Un problema di dubbia legalità dell’operazione, sollevato a più voci attraverso alcuni commenti sulla piattaforma social. Sembrerebbe infatti che il prodotto impiegato, secondo la normativa di settore, rientri nella categoria dei rifiuti speciali. Il fresato d’asfalto – così viene chiamato il prodotto della scarificazione delle strade – dovrebbe essere quindi trattato come un vero e proprio rifiuto per poi essere possibilmente riciclato secondo appositi processi che escludano ogni pericolosità del prodotto. Il prodotto bituminoso figura inoltre oggi anche nel Catalogo Europeo dei Rifiuti attraverso l’attribuzione di un apposito codice, il codice CER, e viene identificato come rifiuto dal Decreto ministeriale del 5 febbraio 1998.

Yvii24, per meglio chiarire la vicenda dal punto di vista scientifico, ha voluto interpellare il chimico licodiese Rosario Contarino, che da tempo si occupa di analisi e classificazione dei rifiuti e che ricopre oggi anche il ruolo di consigliere all’interno del direttivo dell’Ordine dei Chimici di Catania. «Il fresato d’asfalto è da anni al centro di un ampio dibattito ai fini della classificazione dello stesso», ha spiegato Contarino. «Tendenzialmente il fresato deve essere considerato un rifiuto speciale e a conferma di questo, lo stesso, viene catalogato tramite codice CER. Tra l’altro, data la provenienza, il rifiuto possiede un codice CER a specchio, ciò vuol dire che può essere catalogato con CER 170301* (rifiuto speciale pericoloso) o 170302 (rifiuto speciale non pericoloso). Solo dopo l’analisi chimica si può attribuire il codice CER e di conseguenza la pericolosità o la non pericolosità del rifiuto. Una volta classificato il fresato, il percorso che lo stesso può seguire è di smaltimento in discarica o idoneo impianto o in alternativa di recupero secondo il DM 05/02/98 e s.m.i.».

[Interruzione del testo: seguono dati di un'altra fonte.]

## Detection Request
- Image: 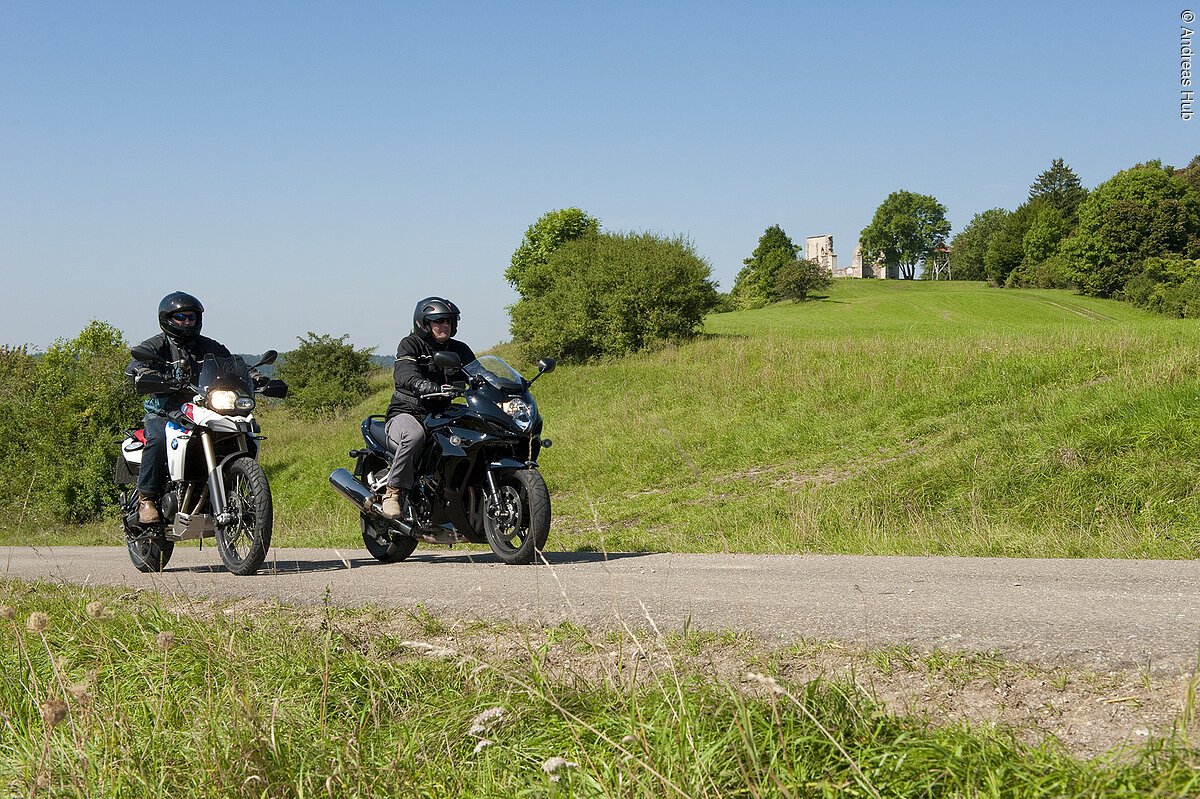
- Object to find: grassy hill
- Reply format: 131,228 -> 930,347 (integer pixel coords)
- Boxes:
264,281 -> 1200,558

Rosario Contarino si è espresso anche sulla questione “End of Waste”, ovvero del concetto attraverso il quale “un rifiuto cessa di essere tale” e del suo eventuale riciclo. «Il suo riutilizzo, come sottoprodotto “End of Waste” può essere autorizzato ma soltanto se soddisfatti determinati requisiti (in cui generalmente non rientra il fresato) e comunque, non direttamente ma dopo trattamento in idonei impianti fissi o mobili autorizzati che producono nuovo materiale certificato. Quindi il riutilizzo diretto, senza trattamento e o autorizzazioni specifiche, dovrebbe essere vietato per legge». Un’ottima prospettiva, dunque, quella del riciclo dell’asfalto, che se fatto nella corretta maniera potrebbe portare al recupero del materiale anche fino al 90%, così come oggi avviene già in Germania o come in Francia, dove il vecchio asfalto delle strade viene impiegato per costruirne di nuove. Ma qui, si sa, non siamo né in Germania né in Francia.